Frontier-class model positioned between Large and Small. Higher output cost than Large — designed for tasks where generation quality matters more than input volume. Strong agentic capabilities.

Mistral Small 4

Apache 2.0 open-weight

mistral-small-latest · 128K context · $0.15/$0.60 per 1M

The cost-efficient workhorse. 90% cheaper than Large 3 for tasks that don't need frontier quality. Summarization, classification, drafting, Q&A. Available for download and local use.

Mistral Nemo 12B

Apache 2.0 open-weight

open-mistral-nemo · 128K context · $0.02/~$0.06 per 1M

Ultra-cheap. Joint release with NVIDIA. Use for high-volume, simple tasks where cost is the primary constraint — e.g., bulk classification or simple reformatting.

Coding Specialists

Codestral

Apache 2.0 open-weight

codestral-latest · 256K context · $0.30/$0.90 per 1M

Mistral's dedicated code model. 256K context — the largest context of any Mistral model, designed for large codebases and long code generation. Fill-in-the-middle (FIM) support for code completion. 80+ programming languages.

Devstral Small

API only

devstral-small · 128K context · $0.07/$0.28 per 1M

Agentic coding specialist. Built for multi-file edits, tool use, and coding agent tasks. Very low cost — the cheapest model in the market optimized specifically for agentic coding workflows.
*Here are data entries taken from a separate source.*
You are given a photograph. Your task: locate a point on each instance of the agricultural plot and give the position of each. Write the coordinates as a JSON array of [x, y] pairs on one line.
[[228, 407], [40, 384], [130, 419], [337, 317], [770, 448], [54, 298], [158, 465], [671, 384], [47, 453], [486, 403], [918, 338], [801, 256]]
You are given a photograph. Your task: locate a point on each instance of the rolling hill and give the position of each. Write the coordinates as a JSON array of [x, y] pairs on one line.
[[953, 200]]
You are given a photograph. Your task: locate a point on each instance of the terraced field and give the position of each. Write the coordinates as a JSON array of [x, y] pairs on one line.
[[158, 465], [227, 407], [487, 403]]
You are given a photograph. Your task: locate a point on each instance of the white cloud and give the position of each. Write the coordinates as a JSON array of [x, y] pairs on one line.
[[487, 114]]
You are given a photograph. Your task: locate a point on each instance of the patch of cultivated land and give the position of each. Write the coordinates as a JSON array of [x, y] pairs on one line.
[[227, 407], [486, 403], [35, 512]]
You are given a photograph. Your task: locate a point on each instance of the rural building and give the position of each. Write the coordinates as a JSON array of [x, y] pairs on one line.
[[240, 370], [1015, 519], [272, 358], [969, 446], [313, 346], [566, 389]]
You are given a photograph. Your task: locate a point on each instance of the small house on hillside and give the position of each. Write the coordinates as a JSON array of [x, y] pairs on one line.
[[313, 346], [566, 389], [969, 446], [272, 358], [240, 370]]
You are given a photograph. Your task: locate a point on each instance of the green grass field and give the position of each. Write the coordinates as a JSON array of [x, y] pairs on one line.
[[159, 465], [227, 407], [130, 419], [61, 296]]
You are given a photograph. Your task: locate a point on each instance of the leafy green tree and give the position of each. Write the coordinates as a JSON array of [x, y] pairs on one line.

Outperforms Codestral Small on SWE-bench.

Multimodal & Embedding

Pixtral Large

API only

pixtral-large-latest · 128K context · $2.00/$6.00 per 1M

Mistral's vision model. Accepts images + text. Strong at document understanding, chart reading, screenshot analysis. Same price as Large 3 — essentially Large 3 with vision added.

Mistral Embed

API only

mistral-embed · 8K context · $0.10/— per 1M

Text embedding model for RAG pipelines. 1024-dimensional embeddings. Lower context than specialized embedding models (e.g. nomic-embed-text at 8K) — use for short-to-medium documents.

Quick Selection Guide

Task	Recommended	Why
Complex reasoning / analysis	Mistral Large 3	Best quality across all tasks
Agentic workflows	Mistral Medium 3.5 or Large 3	Strongest tool use + planning
Code generation	Codestral	256K context, FIM support, 80+ languages
Agentic coding (cheap)	Devstral Small	Cheapest capable agentic coder — $0.07/$0.28
High-volume, simple tasks	Mistral Small 4 or Nemo	90% cheaper than Large 3
Image understanding	Pixtral Large	Only Mistral model with vision
RAG embeddings	Mistral Embed	Native Mistral embeddings — or use nomic-embed-text locally
Local self-hosted	Mistral Small 4 / Codestral / Nemo	All three are Apache 2.0 open weights

Checklist: Do You Understand This?

Can you name Mistral's flagship model and its price per million tokens?
Do you know which Mistral model to use for: bulk classification, agentic coding, image analysis?
Can you name three Mistral models that are available as open-weight downloads?
Do you understand why Codestral has 256K context specifically?